Effect of Director's refusal to sue
BJR defense may bar the derivative suit.
Tippee Liability
If all elements of a 10b-5 violation are present (interstate, fraud, purchase/sale), Tippee has s duty to disclose inside information.

Tippee's liability derives from Tipper's obligation (not to disclose).

Tippee may not then become a tipper, but may still be liable under a Misappropriation theory.

As he has misappropriated material nonpublic info.
10b-5 of Securities Exchange Act
Sec 10b prohibits "any manipulative or deceptive device" in connection with the purchase or sale of a security.

Requirements:
1) the transaction must involve INTERSTATE COMMERCE or be traded on the NYSE,
2) FRAUDULENT conduct (Misrep-Intentional or Negl),
3) wrt PURCHASE/SALE of securities

(Tipper/Tippee liable even if didn't purchase or sell)
Tipper Liability
Fiduciary (O/D)
w/ material nonpublic info
Knowingly acts (speaks loudly)
and Personally Benefits --> directly or indirectly (reputation)
Improper Purpose

A Tippee may not become a tipper unless she is a fiduciary. however, she may be liable under a Misapp theory brought by the govt against one who benefits from insider info.
Stock must be Supported by KSN + Good Faith Assessment of Adequacy of KSN
Promissory notes (loans) are modernly KSN.
Exchange of PPY is KSN (Invention is ppy. Tangible/intangible)

NOT Future Services.

Must be a good faith assessment of adequacy of KSN. (Duty of Care, Duty of Loyalty)
Duty of Care
Duty of Loyalty
BJR
Care: Fiduciaries must perform in good faith and act in a manner that he believes is in the best interest of the Corp, exercising the degree of care an ordinary person would exercise under similar circumstances. (prudence, no unsound business decisions)

Under the BJR, directors who meet their duty of care will not be held responsible for Corp decisions that turn out to be poor or erroneous in hindsight.

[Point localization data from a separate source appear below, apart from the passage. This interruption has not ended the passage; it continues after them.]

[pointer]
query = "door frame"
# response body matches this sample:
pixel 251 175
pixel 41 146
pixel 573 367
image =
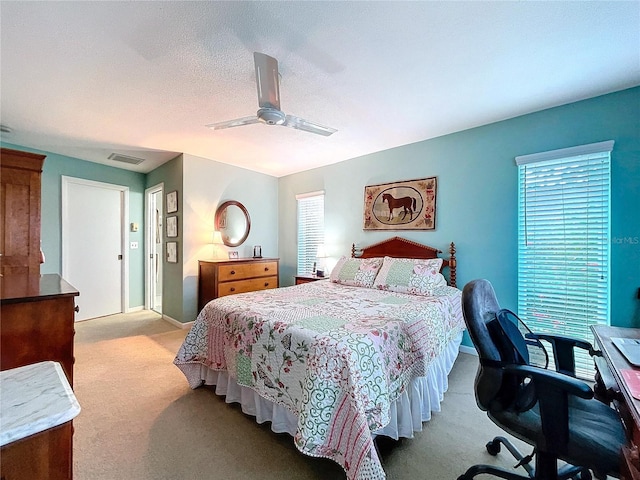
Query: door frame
pixel 149 302
pixel 124 223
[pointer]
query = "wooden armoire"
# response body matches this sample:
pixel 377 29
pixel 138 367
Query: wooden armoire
pixel 20 178
pixel 37 315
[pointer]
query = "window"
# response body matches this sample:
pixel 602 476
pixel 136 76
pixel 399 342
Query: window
pixel 563 242
pixel 310 229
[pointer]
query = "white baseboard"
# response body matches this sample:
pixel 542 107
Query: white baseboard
pixel 176 323
pixel 469 350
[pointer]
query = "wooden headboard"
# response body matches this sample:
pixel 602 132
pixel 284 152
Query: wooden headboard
pixel 402 248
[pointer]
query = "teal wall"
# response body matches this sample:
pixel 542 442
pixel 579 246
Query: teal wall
pixel 208 184
pixel 477 193
pixel 476 203
pixel 170 174
pixel 55 166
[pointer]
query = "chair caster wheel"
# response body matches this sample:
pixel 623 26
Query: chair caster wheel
pixel 493 447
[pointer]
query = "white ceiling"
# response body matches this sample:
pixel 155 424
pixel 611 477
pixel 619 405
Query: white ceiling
pixel 86 79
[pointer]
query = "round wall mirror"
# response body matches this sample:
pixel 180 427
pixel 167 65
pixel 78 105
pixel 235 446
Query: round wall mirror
pixel 233 223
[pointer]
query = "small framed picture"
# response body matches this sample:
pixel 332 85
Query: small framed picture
pixel 172 226
pixel 172 202
pixel 172 252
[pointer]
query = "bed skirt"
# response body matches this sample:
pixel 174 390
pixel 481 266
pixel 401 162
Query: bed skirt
pixel 408 412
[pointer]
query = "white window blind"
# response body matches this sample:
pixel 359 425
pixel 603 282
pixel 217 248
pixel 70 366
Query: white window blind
pixel 310 229
pixel 563 243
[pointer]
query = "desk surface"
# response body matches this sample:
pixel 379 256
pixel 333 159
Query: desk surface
pixel 616 362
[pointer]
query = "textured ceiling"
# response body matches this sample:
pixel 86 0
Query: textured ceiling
pixel 86 79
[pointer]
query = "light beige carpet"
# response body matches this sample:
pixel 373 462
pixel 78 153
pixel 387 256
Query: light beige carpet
pixel 140 420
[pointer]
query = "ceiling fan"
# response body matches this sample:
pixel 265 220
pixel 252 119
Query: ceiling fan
pixel 268 83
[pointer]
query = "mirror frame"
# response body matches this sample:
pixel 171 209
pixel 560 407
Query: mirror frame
pixel 221 209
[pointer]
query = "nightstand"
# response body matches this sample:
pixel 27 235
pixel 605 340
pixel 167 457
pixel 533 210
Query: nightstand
pixel 300 279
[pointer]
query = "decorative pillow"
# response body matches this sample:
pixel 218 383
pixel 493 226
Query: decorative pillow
pixel 357 272
pixel 410 275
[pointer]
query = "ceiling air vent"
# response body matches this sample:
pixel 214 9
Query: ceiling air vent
pixel 116 157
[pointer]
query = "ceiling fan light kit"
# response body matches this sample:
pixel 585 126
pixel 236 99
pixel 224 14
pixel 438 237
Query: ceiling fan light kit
pixel 269 113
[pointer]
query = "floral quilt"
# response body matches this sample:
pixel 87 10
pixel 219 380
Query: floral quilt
pixel 336 356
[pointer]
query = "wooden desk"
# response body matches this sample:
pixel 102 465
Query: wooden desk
pixel 623 401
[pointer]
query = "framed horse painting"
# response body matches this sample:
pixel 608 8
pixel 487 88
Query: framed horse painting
pixel 408 205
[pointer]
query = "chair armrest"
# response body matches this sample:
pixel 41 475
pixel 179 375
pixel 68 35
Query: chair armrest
pixel 563 350
pixel 548 379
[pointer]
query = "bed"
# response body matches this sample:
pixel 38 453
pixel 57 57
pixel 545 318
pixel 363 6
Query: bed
pixel 335 363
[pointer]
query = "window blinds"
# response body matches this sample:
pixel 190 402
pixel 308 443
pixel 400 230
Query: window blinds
pixel 563 243
pixel 310 229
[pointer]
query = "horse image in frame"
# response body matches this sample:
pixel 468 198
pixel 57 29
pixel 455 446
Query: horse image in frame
pixel 407 205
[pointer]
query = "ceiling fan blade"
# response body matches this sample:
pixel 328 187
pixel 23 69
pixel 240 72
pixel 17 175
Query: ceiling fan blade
pixel 267 81
pixel 302 124
pixel 238 122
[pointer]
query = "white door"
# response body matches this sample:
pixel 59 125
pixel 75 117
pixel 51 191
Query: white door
pixel 154 226
pixel 93 219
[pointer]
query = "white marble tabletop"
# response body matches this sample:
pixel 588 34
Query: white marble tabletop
pixel 34 398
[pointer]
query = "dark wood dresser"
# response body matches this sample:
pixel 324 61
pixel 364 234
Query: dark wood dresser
pixel 217 278
pixel 36 324
pixel 37 314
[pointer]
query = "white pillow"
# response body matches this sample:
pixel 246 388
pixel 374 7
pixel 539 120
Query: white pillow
pixel 410 275
pixel 357 272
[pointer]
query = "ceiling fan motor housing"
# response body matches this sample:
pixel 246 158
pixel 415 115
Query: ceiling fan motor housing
pixel 271 116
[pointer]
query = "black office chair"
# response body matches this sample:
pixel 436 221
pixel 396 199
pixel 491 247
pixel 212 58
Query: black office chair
pixel 550 410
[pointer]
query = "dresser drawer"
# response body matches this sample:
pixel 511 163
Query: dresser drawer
pixel 247 270
pixel 218 278
pixel 242 286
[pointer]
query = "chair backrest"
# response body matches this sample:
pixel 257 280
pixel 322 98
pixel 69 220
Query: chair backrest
pixel 499 341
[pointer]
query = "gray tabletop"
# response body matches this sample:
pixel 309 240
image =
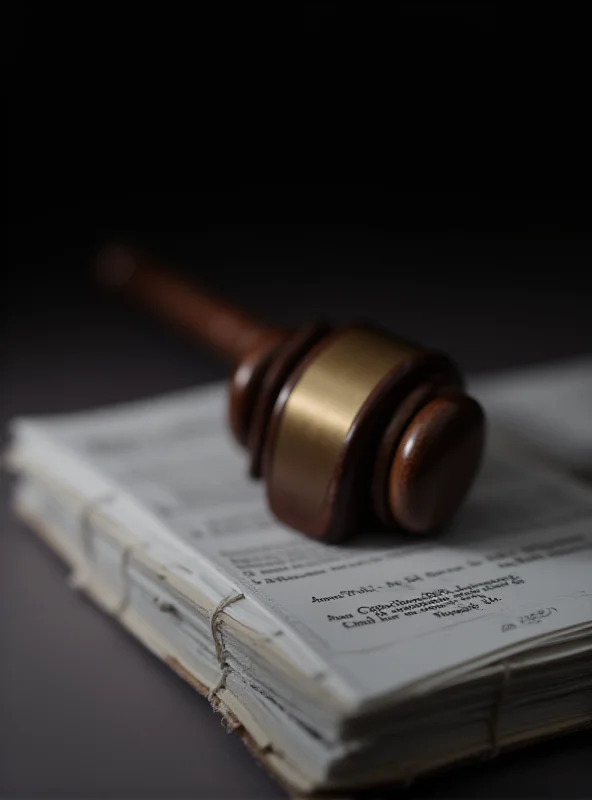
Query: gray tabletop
pixel 85 711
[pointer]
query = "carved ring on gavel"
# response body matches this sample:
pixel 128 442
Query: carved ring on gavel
pixel 348 427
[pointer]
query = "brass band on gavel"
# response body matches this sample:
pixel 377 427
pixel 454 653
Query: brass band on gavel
pixel 349 428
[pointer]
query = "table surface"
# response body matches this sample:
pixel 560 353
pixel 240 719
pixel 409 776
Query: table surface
pixel 85 711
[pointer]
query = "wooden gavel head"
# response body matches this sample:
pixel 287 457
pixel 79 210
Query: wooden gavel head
pixel 348 427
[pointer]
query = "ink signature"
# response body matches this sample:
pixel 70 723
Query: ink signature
pixel 534 618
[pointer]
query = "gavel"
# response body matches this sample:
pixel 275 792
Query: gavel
pixel 350 428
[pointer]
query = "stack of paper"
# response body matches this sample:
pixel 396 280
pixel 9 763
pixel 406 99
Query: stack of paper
pixel 342 666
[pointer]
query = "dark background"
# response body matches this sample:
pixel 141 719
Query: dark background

Loyalty: Cannot profit at Corp's expense even if motivated by good faith (NO UNFAIR BENEFITS UNLESS DISCLOSURE)

Conflict of Interest/Interested Director: Duty to disclose to corp this conflict of interest where an interested director's contract is voidable, the corp's usual remedy is rescission of the transaction.
Officer's Powers:
Actual Authority
Apparent authority
+ Ultra Vires Limitation
+ Board's Knowledge
Actual: Express authority may be granted by statute, articles of Inc, Bylaws, or board resolution (formal vote)
Implied: Presumed a president of corp can enter ROUTINE BIZ TRANSACTIONS.
Apparent: When corp "holds out" an officer as possessing certain authority, thereby inducing others to believe reasonable the authority exists (ex: informing all directors of your intention to enter a K for the Corp, and they don't object = apparent auth to do so)
Ultra Vires: Exceeding Purpose of Corp stated in articles (ex: buying spu chips for comp mfg corp not UV)
Board's Knowledge: Where BOD is notified of a transaction at a bd mtg & takes no action to ratify or rescind, some cts imply ratification.